Robert Marcus Gunn (1850, Dunnet - 29 November 1909, Hindhead) was a Scottish ophthalmologist remembered for Gunn's sign and the Marcus Gunn pupil.

== Early life and education ==
Gunn went to school in Golspie, then studied medicine at the University of St Andrews and the University of Edinburgh, graduating with distinction M.A. in 1871 and M.B.,C.M. in 1873. He was influenced by James Syme, Joseph Lister and Douglas Argyll Robertson during his studies. He taught himself direct ophthalmoscopy, a skill for which he would later become particularly noted.

== Career ==
Gunn was a house physician at Moorfields Eye Hospital and then worked in comparative anatomy at University College Hospital. He worked at the Perth District Asylum during the summers of 1874 and 1875, where he examined the fundi of all the patients.
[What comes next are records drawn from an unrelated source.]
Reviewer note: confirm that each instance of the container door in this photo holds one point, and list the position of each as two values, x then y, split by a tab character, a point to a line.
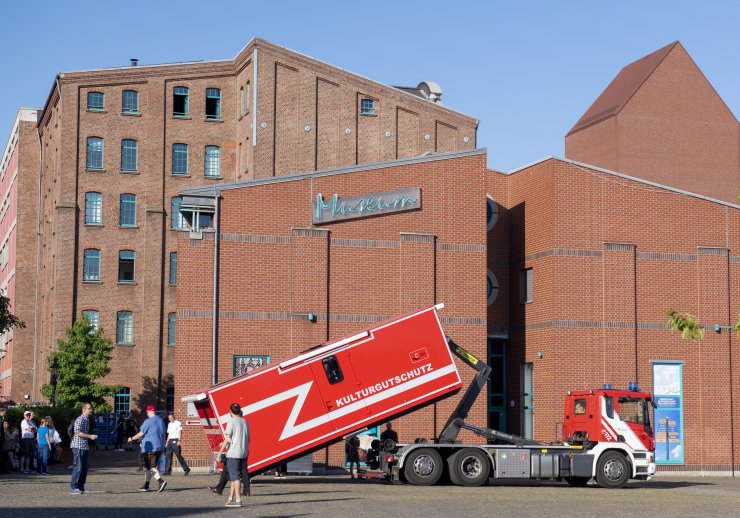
337	383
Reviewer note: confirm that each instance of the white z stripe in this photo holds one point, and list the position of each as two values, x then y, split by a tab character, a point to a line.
301	393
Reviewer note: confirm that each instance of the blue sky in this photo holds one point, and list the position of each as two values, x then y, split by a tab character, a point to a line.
527	70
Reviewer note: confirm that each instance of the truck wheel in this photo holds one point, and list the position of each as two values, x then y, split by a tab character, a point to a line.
577	481
612	470
423	467
469	467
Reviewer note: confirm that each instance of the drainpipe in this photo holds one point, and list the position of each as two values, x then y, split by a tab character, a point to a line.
214	335
38	251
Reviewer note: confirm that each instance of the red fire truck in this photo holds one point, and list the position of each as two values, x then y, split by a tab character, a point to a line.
316	398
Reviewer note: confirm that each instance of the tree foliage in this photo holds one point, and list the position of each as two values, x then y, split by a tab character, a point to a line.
7	319
83	359
686	324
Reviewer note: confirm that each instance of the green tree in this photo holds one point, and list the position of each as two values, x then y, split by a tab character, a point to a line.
686	324
83	358
7	319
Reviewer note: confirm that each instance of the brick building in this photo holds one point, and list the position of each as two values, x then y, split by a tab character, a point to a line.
119	144
18	223
582	264
276	265
661	120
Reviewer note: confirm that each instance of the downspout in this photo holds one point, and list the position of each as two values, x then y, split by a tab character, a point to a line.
214	333
38	241
729	349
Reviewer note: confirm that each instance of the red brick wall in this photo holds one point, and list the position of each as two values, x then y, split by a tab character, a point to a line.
622	253
275	267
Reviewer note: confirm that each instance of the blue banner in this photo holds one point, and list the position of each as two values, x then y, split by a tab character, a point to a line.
668	398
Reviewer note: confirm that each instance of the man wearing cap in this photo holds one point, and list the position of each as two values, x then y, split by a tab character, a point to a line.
28	439
81	451
152	446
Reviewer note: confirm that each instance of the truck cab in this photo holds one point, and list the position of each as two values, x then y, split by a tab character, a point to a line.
609	415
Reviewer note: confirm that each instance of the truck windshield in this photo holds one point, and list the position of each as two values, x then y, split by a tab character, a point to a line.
632	410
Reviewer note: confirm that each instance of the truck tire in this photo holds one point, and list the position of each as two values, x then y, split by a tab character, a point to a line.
468	467
577	481
612	470
423	467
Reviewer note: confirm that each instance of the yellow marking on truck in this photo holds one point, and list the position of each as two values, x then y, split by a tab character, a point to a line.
462	352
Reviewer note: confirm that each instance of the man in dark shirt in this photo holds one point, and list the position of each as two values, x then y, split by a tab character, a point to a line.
81	451
152	446
389	433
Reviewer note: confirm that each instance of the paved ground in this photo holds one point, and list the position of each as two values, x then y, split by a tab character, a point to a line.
112	493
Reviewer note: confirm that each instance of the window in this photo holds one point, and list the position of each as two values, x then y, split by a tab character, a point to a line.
213	103
122	402
171	326
213	161
94	153
246	364
579	406
95	101
170	402
91	265
179	159
93	317
181	102
127	213
176	218
93	208
129	155
125	328
367	107
126	264
173	268
525	286
332	370
491	287
130	101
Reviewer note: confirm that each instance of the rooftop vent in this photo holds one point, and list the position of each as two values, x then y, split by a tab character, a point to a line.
431	90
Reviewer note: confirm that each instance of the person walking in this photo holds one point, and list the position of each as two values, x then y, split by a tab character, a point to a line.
237	438
352	449
55	453
9	446
174	445
152	442
81	451
44	447
28	437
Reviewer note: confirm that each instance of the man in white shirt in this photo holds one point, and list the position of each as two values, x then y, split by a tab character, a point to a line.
237	439
28	439
174	443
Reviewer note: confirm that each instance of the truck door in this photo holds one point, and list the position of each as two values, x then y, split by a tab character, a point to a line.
337	382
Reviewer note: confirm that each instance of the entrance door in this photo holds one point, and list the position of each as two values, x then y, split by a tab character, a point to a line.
527	401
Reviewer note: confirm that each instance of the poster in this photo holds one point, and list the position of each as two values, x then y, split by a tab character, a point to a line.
668	422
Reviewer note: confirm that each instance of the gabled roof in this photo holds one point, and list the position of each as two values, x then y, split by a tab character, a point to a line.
622	88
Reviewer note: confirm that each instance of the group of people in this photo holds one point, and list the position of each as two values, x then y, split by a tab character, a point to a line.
34	445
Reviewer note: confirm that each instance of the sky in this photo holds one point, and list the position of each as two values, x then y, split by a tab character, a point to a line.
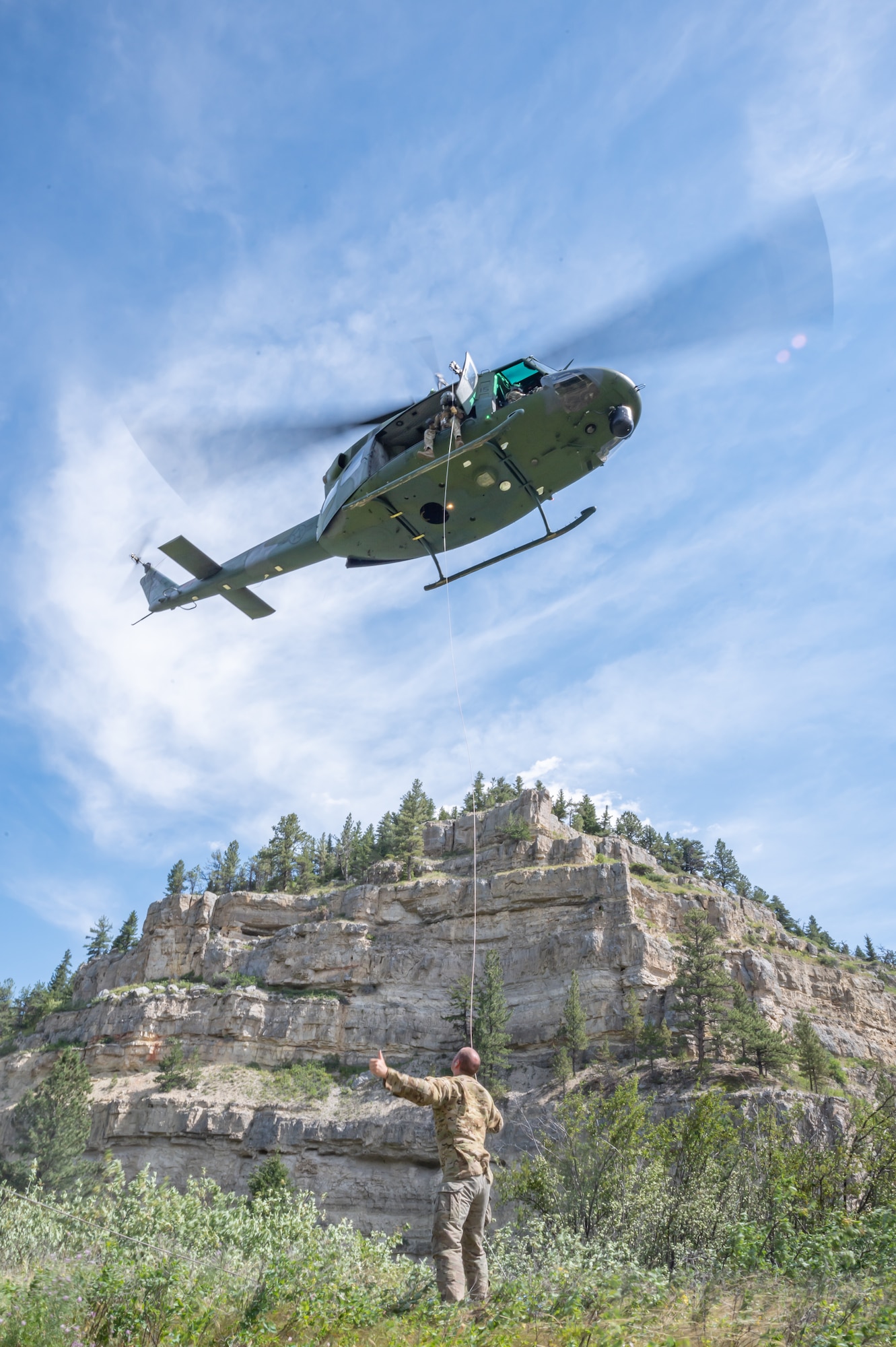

He spent 6 months in Vienna working under Eduard Jäger von Jaxtthal. He returned to Moorfields in 1875, becoming junior house surgeon and then senior house surgeon in 1876. He introduced Lister's sterile technique, improving the results of cataract surgery.

In December 1879, Gunn travelled to Australia to collect eye specimens from indigenous animals, publishing work on comparative anatomy of the eye in the Journal of Anatomy and Physiology. He also examined specimens from the Challenger expedition after his return to England.

Gunn became a Fellow of the Royal College of Surgeons in 1882 and became assistant surgeon at Moorfields in 1883 and surgeon in 1888. He was also appointed ophthalmic surgeon to the Hospital for Sick Children in 1883 and to the National Hospital for the Paralysed and Epileptic, Queen Square in 1886. In 1898 he was Vice-President of the Section of Ophthalmology of the British Medical Association, and was President of the section in 1906. He was President of the Ophthalmological Society in 1907, at which time he was senior surgeon at Moorfields. In this role, he introduced the systematic teaching of eye disease which had impressed him in Vienna previously.